Additional examples of mutations modulating promoter activity.

(A) Top: the top strand of parent P19. We plot the mutual information Ii(b, f) between nucleotide identity and fluorescence at each position. Solid line: mean mutual information, shaded region: ± 1 standard deviation when the dataset is randomly split into three equally sized subsets (methods). Middle: position-weight matrix (PWM) predictions for the -10 box motifs (magenta trapezoids) and -35 box motifs (orange trapezoids) along the wild-type parent sequence. Dashed trapezoids with shadows indicate regions of interest for the subsequent figure panel. (B) We test the null hypothesis that the fluorescence scores have the same central tendency for daughter sequences with vs without -10 boxes using a two-sided Mann-Whitney U (MWU) test (q=2.03×10-3). The areas of the violin plots are the kernel density estimates (KDE) of each distribution. Within each violin plot is a box plot, where the box represents the interquartile range (IQR) and the white circle the median. Whiskers correspond to 1.5×IQR. (C) A cartoon for the promoter mapped on the bottom strand of P13 based on data from Fig S9. Orange trapezoids = -35 boxes, magenta trapezoids = -10 boxes, dashed trapezoids = regions of interest in subsequent figure panels. (D) Analogous to (B) but for gaining (left) a -35 box, (middle) a -35 box, (right) a -10 box (two-sided MWU test, q=1.40×10-6, q=7.79×10-15, q=2.36×10-3, respectively). (E) Analogous to (C) but for the bottom strand of P6. (F) Analogous to (B) but for gaining (left) a -35 box, (middle) a -10 box, (right) a -35 box (two-sided MWU test, q=1.25×10-7, q=1.19×10-23, q=1.23×10-20, respectively).

Parent P20.

(A) We plot the mutual information for the top (blue) and bottom (red) strands of parent P20. Top: the top strand of parent P20. We plot the mutual information Ii(b, f) between nucleotide identity and fluorescence at each position. Solid line: mean mutual information, shaded region: ± 1 standard deviation when the dataset is randomly split into three equally sized subsets (methods). Middle: position-weight matrix (PWM) predictions for the -10 box motifs (magenta trapezoids) and -35 box motifs (orange trapezoids) along the wild-type parent sequence. Outlined trapezoids with letters in parenthesis indicate regions of interest for the subsequent figure panel. Bottom: the mutual information for the bottom strand of parent P20 as described for the top strand. (B) We test the null hypothesis that the fluorescence scores have the same central tendency for daughter sequences with vs without -35 boxes at position 21:26 using a two-sided Mann-Whitney U (MWU) test (q=6.30×10-8). The areas of the violin plots are the kernel density estimates (KDE) of each distribution. Within each violin plot is a box plot, where the box represents the interquartile range (IQR) and the white circle the median. Whiskers correspond to 1.5×IQR. (C) Analogous to (B) but for gaining a -10 box at position 46:51 (two-tailed MWU test, q=1.08×10-5). (D) Analogous to (B) but for gaining a -35 box at position 95:101 (two-tailed MWU test, q=0.037). (E) Analogous to (B) but for gaining a -10 box at position 122:128 (two-tailed MWU test, q=1.88×10-3).

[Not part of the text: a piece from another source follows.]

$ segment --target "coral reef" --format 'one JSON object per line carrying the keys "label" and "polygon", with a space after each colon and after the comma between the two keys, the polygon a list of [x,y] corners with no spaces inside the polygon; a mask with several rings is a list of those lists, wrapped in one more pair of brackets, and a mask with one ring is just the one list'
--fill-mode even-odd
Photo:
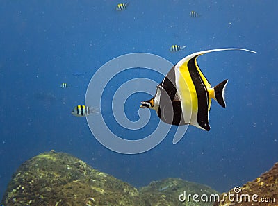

Molecular cloning parent sequences.

(A) We first amplify the parent sequences from the E. coli genome using Q5 polymerase. Top: the forward and reverse primers contain constant overhang regions, and unique sequences (red N’s) unique to the parent sequence. Bottom: the product is a unique parent sequence with the sequences 5’-GGCTGAATTC…insert…GGATCCTTGC-3’ concatenated to the flanks. (B) We pooled the parent sequences amplified in (A) together for the error-prone polymerase chain reaction using GoTaq and MnCl2. Top: the forward and reverse primers contain constant overhang regions homologous to the pMR1 region for Gibson Assembly. Bottom: the product is the parent sequence flanked by sequences homologous to the pMR1 plasmid. (C) We carry out a Gibson Assembly reaction using NEBuilder. Top: we combine the products from (B) with a linear copy of the pMR1 plasmid. Bottom: the final assembly product is the pMR1 plasmid with a mutant library of parent sequences.